En deux mi-temps (la première partie de cette interview est à lire dans le JJ n°774), il échange quelques balles avec le Dromadaire.

JJ : Ces derniers mois ont été marqués par une résurgence du racisme dans les stades européens ? Cela vous a-t-il surpris ?

Yannick Noah : Non. Ce qui me surprend plus, c’est qu’il y ait 20, 25% de gens qui votent pour le Front National en France. Ça fait quand même beaucoup de monde. Et pourtant, dans la vie de tous les jours, on les croise rarement. On a l’impression que subitement ils se révèlent dans l’isoloir.

Pourtant, ils existent et dans les stades, tant qu’on les autorise à s’exprimer, ils sont là. La Lazio, ce n’est pas hier qu’ils ont commencé à se manifester de cette façon-là. D’être des fascistes, quoi... Simplement, on se remet à en parler maintenant parce que les médias aiment parler de ce qui ne va pas. Quand un Noir touche le ballon, ils poussent des cris de singe. Il faut être au-dessus de ça.
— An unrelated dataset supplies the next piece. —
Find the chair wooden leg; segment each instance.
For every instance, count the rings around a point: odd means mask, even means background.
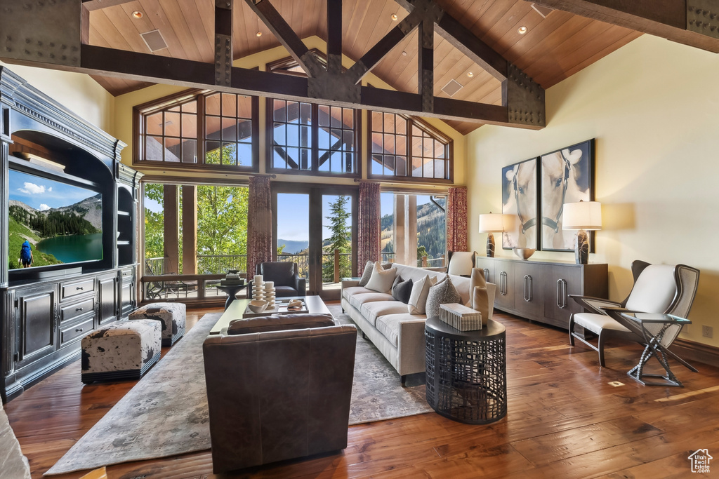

Mon père m’a raconté qu’à son époque, c’était déjà la même chose. Il entendait des choses pas possibles. Personnellement, je ne réagis pas à cela. Il suffit de garder sa dignité et son calme. Se comporter et agir en exemple. Marquer des buts, jouer bien, c’est ce qu’on peut faire de mieux pour la cause. Etre au mieux avec ses coéquipiers.

Regardez le Real, Arsenal, les grandes équipes de nos jours, ce sont des équipes multinationales, multiculturelles. Pour moi, c’est le plus important, c’est ce qui me rassure par rapport à 5% d’abrutis.
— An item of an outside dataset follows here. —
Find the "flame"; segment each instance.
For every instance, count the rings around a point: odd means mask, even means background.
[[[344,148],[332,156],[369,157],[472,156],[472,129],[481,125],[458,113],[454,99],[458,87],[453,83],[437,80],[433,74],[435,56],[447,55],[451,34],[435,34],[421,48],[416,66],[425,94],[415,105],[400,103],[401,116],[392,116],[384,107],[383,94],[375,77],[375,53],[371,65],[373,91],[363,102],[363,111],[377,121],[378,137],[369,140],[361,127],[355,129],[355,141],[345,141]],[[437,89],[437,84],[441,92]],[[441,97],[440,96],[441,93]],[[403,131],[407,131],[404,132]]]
C’est peut-être une illusion, mais on a l’impression que vous n’avez jamais été victime du racisme.

Je n’ai jamais donné prise à ça. Ils n’ont jamais réussi à me choper. Ce que je sais, c’est que j’ai reçu beaucoup, beaucoup de soutien des gens autour de moi. Je sais aussi qu’il y a des endroits où je me balade et où les gens m’apportent leur soutien, les jeunes de banlieue notamment. Ça m’a marqué parce que ça démontre la valeur de l’exemple. C’est ce que m’ont appris mon père, et avant lui mon grand-père.
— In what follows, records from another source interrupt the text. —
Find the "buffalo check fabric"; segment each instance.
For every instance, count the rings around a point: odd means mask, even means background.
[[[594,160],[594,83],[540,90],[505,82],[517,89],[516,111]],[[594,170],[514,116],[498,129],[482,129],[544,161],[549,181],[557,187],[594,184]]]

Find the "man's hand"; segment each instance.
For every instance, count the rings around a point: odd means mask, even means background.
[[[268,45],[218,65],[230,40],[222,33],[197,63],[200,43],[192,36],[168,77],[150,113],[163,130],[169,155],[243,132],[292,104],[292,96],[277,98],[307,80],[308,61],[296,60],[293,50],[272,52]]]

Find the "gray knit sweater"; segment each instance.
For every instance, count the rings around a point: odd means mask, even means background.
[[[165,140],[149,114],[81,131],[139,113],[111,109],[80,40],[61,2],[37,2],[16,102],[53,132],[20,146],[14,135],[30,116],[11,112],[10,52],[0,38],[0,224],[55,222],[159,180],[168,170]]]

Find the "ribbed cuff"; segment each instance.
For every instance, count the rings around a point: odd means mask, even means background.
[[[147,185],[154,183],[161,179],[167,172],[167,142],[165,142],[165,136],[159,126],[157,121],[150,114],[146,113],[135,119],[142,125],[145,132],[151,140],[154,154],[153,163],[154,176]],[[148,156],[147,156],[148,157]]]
Puisqu’on parle d’exemple, que pensez-vous de la discrimination positive ? D’avoir un présentateur noir au journal de 20 heures (Harry Rozelmack, nommé présentateur du JT de la chaîne française TF1), vous pensez que ça peut avoir valeur d’exemple ?

D’abord, je suis très heureux pour lui. Mais personnellement je vois ça comme une grosse blague. Le jour où un jeune qui s’est battu, qui sera là parce qu’il a gravi les échelons, parce qu’il le mérite... Mais qu’on nomme quelqu’un parce qu’il faut un Noir, un Arabe ou un Chinois, je trouve ça à la limite insultant. Je préfèrerai qu’on fasse la même chose quand il s’agit d’attribuer un logement, un appartement.

Vous parliez de votre popularité dans les banlieues, est-ce que la flambée de violence dans ces quartiers vous a surpris ?

Ce qui m’a surpris, c’est que ce ne soit pas arrivé plus tôt. Je ne dis pas ça pour souffler sur les braises. Mais j’ai toujours eu un sentiment de malaise. Je me suis toujours demandé comment faisaient ces gens délaissés, laissés sur le côté, ces gens abandonnés. Je me suis toujours demandé comment ils tenaient. Quand ça a commencé à s’embraser, je n’ai pas été surpris, non.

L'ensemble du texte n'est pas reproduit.